Le style d’Odyssée Lumpen est radicalement différent de celui d’Amianto. En effet, dans le premier roman les faits prédominaient sur l’imagination et le style devait beaucoup à l’enquête journalistique de tradition ibéro-américaine (l’auteur est, entre autres, traducteur de l’espagnol). Amianto est également accompagné de photographies qui visent à attester la véracité de l’histoire racontée. Odyssée Lumpen recourt au contraire à un style imagé. Des personnages grotesques et fantastiques, inspirés par Shakespeare, Stevenson et Lovecraft, se mêlent à la réalité. Dans le roman apparaissent ainsi le monstre lovecraftien Chtulu ou le fantôme de Margaret Thatcher, déformée de manière expressionniste en guise de « déesse Kali de l’Occident » : « très maigre, grande et sévère, avec une mise en plis rousse et une ceinture de têtes de morts sur son tailleur austère. Elle ouvrait grand la bouche et tirait la langue dans la position yogique de l’asana du lion. Merveilleuse et terrible, dotée de plusieurs bras » (p. 124).

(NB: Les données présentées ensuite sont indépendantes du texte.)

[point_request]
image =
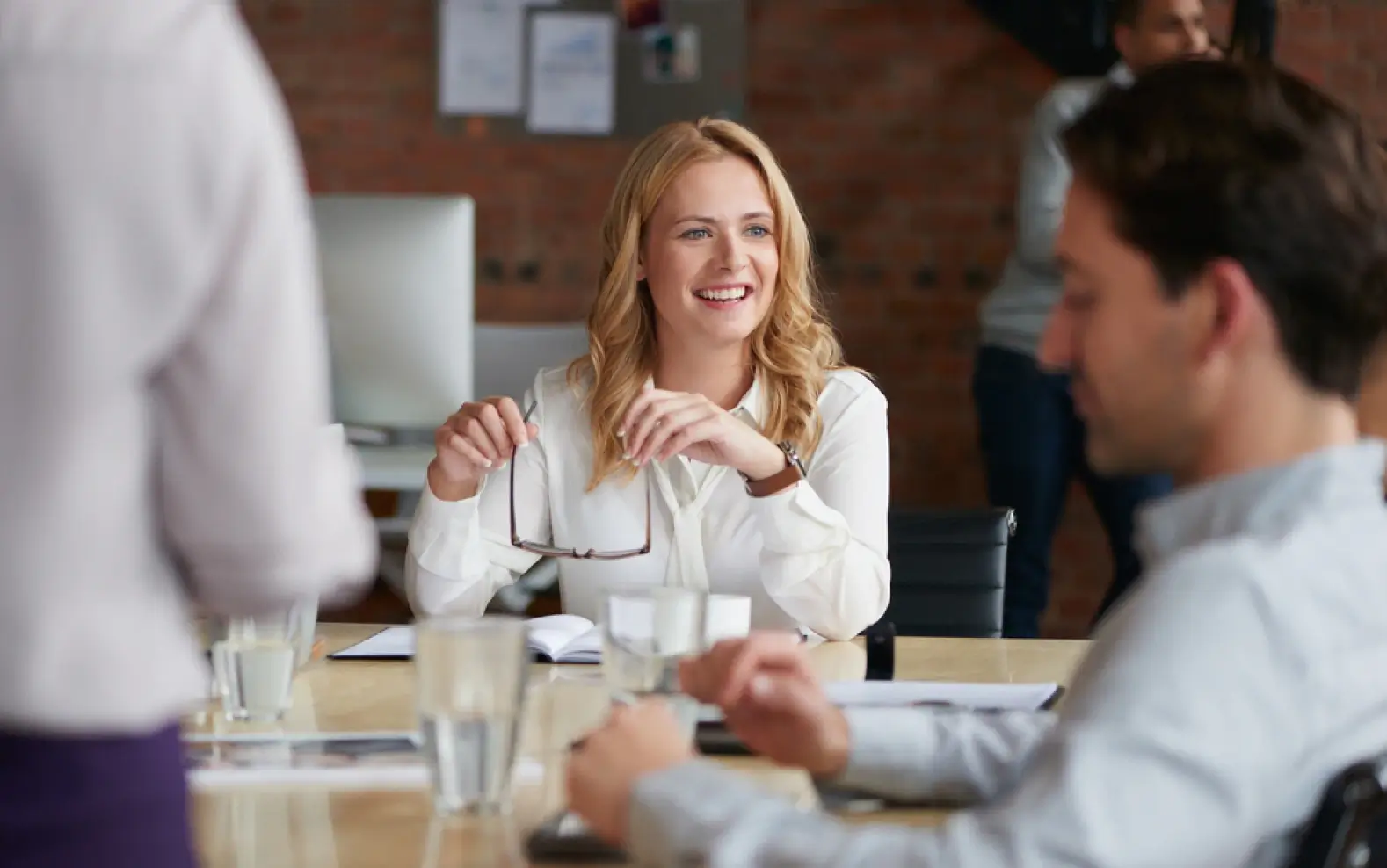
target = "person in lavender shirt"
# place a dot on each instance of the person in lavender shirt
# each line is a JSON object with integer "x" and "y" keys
{"x": 165, "y": 440}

Dans ce deuxième livre, Prunetti conteste également l’éthique bourgeoise du travail qui semblait pénétrer l’idéologie de son père Renato. Le héros d’Amianto, bien que contraint de travailler en semaine dans des conditions qui rendent son travail nocif et périlleux, aime profondément son métier et il est fier de ses compétences techniques : il consacre ses week-ends à de petits travaux dans son propre atelier, où il trouve un lieu de travail non-aliéné. Il n’en est pas de même pour Alberto, pour lequel le sens de l’expérience du travail ne repose jamais dans l’acte de travailler en soi. Ce sont plutôt les liens de solidarité et d’amitié qui se créent avec les autres travailleurs dans les endroits les plus inattendus qui sont significatifs : « Depuis des siècles les chercheurs et les critiques essaient de déchiffrer les secrets de Shakespeare. Il suffirait d’entrer dans un pub ouvrier le vendredi soir et le mystère serait élucidé. Orgueil, Peur, Vengeance, Jalousie. Entre le comptoir et les chiottes de n’importe quel pub anglais, on trouve bien plus que tout ce dont rêve votre philosophie ».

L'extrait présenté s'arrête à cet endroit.